I did not enjoy it as much as I enjoyed World War Z, and I suspect I have over reacted a little to the over praise of the blurbs from famous folk. I don’t know though why Max Brooks hates Australians. I can understand the Mel Gibson put down (do we still claim him as Australian?), but I really do not know why the de-evolution of influencer Yvette Durant, who starts as a leader of the beleagured group then immediately disappears and dissolves when the going gets tough and the pack of sasquatch attack, is not left to her becoming a human skeleton through constant use of her elliptical exerciser. No, her complete collapse is revealed by “her accent, upper class English, gone. This new one, old one, a thick Australian twang”. That is the end product of the de-evolutionary process, the result of human regression is this creature now equipped with an Australian accent. Brooksy, you had the whole of North America to pick on, leave Australia alone!
I enjoyed it, but I wouldn’t rave about it. Now that’s going to dent the sales of a 4 year old novel that is no doubt going to be made into a film any time soon.
If you want true horror, another novel featuring Bigfoot was also released in 2020 – Stonefish by Scott R Jones. A near future cosmic horror where being eaten by a monster in the forest is probably the least of your concerns. Everything is hungry, everything eats, but its not just your flesh you have to worry about. What if you were to be punished by a loved one being removed from existence – not killed, but every trace removed, so that only you remember them and the deep love that you still feel, while questioning your sanity?
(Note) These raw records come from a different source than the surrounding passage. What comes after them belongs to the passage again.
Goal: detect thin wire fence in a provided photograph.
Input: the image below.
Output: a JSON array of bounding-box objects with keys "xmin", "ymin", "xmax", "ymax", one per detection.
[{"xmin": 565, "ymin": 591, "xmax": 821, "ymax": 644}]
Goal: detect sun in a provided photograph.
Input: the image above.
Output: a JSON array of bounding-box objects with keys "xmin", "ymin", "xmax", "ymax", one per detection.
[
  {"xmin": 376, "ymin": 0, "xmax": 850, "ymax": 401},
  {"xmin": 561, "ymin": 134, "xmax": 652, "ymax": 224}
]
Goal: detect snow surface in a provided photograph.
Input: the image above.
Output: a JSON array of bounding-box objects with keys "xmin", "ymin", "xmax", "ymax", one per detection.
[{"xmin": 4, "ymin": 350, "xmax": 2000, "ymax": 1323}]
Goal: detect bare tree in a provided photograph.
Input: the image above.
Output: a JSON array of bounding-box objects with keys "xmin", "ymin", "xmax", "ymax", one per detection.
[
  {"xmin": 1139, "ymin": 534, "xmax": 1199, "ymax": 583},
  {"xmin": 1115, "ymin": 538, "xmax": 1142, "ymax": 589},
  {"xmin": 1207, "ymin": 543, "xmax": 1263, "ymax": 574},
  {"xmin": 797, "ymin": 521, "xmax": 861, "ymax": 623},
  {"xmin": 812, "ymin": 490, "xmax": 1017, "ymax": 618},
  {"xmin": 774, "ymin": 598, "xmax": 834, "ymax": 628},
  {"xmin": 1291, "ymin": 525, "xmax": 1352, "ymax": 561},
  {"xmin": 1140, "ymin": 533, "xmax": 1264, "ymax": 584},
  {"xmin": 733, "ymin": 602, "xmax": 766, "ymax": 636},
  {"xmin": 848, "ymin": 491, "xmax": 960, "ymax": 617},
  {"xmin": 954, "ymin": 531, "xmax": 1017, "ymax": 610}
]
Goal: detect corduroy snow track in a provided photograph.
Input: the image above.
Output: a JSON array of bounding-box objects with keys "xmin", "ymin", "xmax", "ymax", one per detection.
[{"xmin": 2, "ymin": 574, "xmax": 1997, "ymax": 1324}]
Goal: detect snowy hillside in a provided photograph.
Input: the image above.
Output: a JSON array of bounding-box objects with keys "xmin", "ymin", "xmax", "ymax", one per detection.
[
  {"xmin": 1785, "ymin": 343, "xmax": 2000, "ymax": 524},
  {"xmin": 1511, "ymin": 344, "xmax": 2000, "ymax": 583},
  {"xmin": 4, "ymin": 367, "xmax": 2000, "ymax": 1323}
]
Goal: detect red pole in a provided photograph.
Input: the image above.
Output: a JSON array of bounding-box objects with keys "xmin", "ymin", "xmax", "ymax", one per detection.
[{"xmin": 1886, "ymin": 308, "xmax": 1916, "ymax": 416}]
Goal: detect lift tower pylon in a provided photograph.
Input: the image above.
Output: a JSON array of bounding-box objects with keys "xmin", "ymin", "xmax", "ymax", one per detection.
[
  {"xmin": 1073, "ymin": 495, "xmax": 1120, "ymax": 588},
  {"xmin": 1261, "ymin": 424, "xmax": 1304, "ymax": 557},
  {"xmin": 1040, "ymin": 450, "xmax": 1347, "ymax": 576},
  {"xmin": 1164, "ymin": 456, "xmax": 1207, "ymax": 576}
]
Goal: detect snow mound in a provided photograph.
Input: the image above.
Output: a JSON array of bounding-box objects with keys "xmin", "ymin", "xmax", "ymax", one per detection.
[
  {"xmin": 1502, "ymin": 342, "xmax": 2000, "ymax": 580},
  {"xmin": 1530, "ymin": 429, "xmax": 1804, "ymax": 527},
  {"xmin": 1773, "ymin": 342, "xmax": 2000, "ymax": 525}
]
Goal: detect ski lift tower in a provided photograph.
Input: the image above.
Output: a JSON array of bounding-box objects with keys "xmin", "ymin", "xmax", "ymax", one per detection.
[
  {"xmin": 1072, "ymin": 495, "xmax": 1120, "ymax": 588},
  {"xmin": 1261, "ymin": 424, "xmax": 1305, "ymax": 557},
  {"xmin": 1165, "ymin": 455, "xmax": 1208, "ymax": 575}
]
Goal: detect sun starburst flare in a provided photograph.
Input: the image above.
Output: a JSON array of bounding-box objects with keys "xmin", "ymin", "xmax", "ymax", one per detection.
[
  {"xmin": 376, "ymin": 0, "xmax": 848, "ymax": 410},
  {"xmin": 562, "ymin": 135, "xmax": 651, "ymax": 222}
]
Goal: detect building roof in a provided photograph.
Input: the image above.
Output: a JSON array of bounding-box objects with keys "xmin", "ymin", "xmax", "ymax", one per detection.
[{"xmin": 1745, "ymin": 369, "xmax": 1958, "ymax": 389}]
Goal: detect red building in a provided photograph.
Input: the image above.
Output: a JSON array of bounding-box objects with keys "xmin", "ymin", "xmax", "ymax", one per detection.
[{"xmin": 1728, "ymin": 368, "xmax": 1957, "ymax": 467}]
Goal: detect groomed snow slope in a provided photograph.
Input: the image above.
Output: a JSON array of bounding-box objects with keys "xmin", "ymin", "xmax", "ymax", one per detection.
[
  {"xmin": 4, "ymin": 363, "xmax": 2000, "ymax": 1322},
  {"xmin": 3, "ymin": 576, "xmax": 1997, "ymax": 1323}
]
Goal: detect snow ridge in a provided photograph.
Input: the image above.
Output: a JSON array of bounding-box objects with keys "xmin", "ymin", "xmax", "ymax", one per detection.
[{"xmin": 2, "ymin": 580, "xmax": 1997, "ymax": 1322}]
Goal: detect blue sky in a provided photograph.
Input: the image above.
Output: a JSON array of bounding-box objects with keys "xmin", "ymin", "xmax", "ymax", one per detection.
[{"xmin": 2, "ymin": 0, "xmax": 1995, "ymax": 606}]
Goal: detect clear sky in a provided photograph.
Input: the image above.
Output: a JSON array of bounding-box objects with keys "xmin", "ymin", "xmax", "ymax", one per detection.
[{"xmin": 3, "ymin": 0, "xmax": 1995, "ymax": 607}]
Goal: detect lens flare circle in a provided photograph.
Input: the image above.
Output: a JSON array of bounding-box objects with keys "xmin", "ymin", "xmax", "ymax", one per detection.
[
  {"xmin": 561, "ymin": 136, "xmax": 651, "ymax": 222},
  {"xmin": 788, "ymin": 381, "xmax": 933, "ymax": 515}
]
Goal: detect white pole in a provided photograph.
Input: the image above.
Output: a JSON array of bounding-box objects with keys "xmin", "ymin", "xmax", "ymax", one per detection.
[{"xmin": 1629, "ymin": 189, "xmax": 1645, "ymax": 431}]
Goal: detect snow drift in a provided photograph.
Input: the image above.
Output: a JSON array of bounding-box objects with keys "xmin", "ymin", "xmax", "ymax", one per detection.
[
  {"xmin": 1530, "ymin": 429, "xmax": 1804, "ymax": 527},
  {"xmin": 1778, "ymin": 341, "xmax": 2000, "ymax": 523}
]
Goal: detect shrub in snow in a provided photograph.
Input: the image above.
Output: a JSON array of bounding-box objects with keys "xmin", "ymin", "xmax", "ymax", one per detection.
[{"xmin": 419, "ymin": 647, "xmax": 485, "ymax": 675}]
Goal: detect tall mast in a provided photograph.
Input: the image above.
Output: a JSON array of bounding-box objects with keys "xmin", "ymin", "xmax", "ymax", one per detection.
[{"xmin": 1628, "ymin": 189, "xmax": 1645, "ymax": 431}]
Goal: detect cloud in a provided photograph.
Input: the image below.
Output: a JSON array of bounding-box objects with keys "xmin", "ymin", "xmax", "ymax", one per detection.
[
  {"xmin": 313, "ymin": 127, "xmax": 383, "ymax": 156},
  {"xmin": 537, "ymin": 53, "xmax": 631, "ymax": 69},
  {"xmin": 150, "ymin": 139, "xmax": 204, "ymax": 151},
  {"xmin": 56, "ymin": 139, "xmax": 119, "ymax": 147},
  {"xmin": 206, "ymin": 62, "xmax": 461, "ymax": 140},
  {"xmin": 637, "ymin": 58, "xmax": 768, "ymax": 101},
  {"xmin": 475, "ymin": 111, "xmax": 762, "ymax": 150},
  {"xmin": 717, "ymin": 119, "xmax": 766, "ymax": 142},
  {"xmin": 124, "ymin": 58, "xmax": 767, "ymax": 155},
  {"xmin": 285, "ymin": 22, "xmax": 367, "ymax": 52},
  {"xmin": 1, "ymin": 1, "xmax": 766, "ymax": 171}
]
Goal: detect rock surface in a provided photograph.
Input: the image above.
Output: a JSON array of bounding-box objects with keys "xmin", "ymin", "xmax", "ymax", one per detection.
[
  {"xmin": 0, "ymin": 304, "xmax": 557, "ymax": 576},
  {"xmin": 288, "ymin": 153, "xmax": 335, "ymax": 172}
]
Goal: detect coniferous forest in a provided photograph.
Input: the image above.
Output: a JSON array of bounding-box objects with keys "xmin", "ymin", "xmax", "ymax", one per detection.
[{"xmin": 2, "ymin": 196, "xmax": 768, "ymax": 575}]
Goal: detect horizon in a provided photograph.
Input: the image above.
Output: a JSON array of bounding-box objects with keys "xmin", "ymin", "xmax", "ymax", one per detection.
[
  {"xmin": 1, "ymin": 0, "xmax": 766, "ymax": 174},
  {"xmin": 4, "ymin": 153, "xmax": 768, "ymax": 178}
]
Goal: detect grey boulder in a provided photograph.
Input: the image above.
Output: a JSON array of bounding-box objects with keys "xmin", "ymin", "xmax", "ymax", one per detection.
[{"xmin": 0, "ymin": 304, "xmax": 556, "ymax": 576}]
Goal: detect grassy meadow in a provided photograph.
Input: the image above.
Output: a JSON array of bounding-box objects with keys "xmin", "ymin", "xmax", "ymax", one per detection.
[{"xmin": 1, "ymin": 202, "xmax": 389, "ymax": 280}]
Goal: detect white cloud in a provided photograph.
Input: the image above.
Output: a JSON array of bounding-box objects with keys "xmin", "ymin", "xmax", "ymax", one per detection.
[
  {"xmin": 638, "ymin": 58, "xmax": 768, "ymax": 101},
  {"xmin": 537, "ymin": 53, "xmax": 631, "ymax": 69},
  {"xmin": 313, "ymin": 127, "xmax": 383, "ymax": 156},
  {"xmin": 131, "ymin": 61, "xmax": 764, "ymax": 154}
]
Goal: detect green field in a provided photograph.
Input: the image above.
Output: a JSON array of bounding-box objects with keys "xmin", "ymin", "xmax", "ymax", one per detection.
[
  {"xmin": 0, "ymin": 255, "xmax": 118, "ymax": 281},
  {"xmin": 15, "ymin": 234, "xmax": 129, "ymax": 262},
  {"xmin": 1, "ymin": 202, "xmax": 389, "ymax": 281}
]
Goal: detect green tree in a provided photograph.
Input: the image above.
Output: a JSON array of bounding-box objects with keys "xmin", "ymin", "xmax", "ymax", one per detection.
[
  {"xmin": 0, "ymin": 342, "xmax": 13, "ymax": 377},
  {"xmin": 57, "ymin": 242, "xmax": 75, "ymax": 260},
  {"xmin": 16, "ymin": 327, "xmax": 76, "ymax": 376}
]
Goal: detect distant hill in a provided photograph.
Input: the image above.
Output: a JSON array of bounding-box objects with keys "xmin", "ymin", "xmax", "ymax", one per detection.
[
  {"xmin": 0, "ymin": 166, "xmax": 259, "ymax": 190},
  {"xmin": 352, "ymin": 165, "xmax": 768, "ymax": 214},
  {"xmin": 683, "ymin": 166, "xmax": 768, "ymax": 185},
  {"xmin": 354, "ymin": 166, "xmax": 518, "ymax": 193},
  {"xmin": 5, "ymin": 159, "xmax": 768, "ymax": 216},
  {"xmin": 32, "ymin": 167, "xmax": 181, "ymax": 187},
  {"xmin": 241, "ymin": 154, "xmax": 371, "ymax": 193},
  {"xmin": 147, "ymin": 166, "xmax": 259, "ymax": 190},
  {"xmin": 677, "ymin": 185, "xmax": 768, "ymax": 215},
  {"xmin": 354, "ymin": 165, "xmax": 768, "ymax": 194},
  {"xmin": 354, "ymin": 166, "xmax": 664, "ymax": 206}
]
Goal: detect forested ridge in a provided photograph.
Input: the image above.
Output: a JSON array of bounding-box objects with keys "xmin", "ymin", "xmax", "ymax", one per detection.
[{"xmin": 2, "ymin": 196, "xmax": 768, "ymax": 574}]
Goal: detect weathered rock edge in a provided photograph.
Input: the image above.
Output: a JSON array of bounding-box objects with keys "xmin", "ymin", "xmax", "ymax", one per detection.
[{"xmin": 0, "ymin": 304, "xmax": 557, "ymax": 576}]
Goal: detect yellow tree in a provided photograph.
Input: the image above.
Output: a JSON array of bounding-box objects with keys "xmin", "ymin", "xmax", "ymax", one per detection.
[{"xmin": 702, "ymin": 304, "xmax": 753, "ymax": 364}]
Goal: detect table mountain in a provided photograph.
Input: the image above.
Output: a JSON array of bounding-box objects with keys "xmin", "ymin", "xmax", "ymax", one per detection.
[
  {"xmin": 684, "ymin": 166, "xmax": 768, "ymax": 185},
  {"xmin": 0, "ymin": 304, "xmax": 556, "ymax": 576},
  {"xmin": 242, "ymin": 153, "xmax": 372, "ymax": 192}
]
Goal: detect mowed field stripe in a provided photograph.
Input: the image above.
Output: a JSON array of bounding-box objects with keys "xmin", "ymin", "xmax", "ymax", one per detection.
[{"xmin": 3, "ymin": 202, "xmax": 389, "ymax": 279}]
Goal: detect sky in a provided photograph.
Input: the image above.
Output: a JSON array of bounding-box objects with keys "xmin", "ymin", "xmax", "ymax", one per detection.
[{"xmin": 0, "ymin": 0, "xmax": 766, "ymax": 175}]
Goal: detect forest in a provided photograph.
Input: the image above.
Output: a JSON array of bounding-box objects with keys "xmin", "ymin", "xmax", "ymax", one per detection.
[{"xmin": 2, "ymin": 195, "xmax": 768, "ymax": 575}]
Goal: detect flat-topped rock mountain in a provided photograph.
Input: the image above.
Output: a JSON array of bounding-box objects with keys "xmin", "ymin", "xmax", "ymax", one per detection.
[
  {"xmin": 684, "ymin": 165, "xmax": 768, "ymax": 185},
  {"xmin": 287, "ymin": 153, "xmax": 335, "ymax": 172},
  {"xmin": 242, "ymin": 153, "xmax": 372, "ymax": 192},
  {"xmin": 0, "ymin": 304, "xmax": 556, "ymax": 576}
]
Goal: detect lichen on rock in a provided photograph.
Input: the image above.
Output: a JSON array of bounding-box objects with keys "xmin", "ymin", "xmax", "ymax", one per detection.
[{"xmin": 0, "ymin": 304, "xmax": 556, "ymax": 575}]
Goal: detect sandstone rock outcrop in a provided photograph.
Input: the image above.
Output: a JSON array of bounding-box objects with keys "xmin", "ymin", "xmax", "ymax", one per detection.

What if the physical world could be removed at a whim, suspending you in the void? What if the most intelligent post-human creature you could imagine could be reduced to a whining shadow fixated on masturbation? And there is Bigfoot, popping up here and there to play with his own shit.
Sigourney Weaver in an interview said a danger with the Alien movies was reducing the xenomorphs to tigers – fierce, scary predators, but in the end they just eat you like they do other prey. I read Brooks’ bigfoot horror story as similar to a group besieged by big, smartish lions or tigers, ie pretty scary. I read Jones’ bigfoot horror story as a revelation of a reality that rips away our skin and pulls out our eyeballs so that we can truly see. I am still thinking about it 4 years later.